To prevent this from happening, you could consider getting Term Life Insurance or Mortgage Protection Life Insurance. But which option is better, especially with regard to asset protection?

Term Life Insurance vs. Mortgage Protection Life Insurance (MPI)

Most homeowners with home loans opt for standard term life insurance. This type of life insurance offers a huge payout specifically designed to address lost income in case the policyholder passes away. By contrast, mortgage protection life insurance or MPI offers a lower payout since it’s designed for covering home debt exclusively, meaning that the payout should only be utilized for settling the outstanding balance of your mortgage.

On the other hand, term life insurance offers you the choice of utilizing the settlement for anything you want. You could continue the mortgage or pay it off, invest the money, or perhaps just save it. This insurance type makes it the more flexible choice.

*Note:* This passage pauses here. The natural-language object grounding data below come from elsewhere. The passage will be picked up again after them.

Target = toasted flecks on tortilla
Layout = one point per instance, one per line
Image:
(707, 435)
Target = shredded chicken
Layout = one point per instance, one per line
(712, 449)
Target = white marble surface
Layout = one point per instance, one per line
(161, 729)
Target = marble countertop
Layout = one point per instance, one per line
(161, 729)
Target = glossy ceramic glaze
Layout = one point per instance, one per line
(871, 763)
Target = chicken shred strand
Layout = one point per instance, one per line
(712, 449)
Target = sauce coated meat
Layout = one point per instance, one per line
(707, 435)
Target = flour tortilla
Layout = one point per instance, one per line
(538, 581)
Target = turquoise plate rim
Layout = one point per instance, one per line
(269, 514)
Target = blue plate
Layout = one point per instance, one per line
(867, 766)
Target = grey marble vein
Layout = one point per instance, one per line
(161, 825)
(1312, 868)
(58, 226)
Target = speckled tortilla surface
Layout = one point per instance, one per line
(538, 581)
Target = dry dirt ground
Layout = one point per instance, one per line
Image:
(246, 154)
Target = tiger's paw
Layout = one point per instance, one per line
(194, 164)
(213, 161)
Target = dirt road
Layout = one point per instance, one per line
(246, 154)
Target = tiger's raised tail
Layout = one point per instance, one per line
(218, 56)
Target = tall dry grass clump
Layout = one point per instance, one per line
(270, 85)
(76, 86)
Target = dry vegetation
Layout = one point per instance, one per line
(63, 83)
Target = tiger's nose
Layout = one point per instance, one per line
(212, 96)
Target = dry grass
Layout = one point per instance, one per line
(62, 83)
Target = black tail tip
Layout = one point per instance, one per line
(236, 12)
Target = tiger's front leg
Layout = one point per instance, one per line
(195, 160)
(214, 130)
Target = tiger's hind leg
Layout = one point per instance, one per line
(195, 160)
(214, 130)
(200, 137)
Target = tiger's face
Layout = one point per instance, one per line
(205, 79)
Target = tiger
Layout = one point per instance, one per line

Aside from the inflexibility of MPI, this option also comes with high protection insurance rates that you would have to pay for diminishing returns. This means that with MPI, you’d have to pay for coverage with higher premiums that reduces every year as your home loan amortizes.

Every time you make a mortgage payment, your MPI’s value decreases because there’s less debt for your insurance provider to pay off. With term life insurance, however, you could negotiate more reasonable premiums and secure coverage with a much bigger payout that won’t lose its value.

In some instances, however, MPI might make more sense for some homeowners. For instance, those who can’t get term life insurance due to health issues could opt for MPI since it doesn’t require medical exams.

In addition, the Veterans Affairs offers veterans and service members Veterans’ Mortgage Life Insurance for those suffering from severe disabilities they’ve obtained during service, considering that they qualify.

Main Takeaway

Financial experts typically advise against insurance plans that pay only individual bills, which is what mortgage protection life insurance is. If you are worried about your family inheriting your home loan that they couldn’t possibly pay off, term life insurance might be the most suitable option for you. With it, you’d pay reduced rates and obtain a higher payout that won’t lose its value.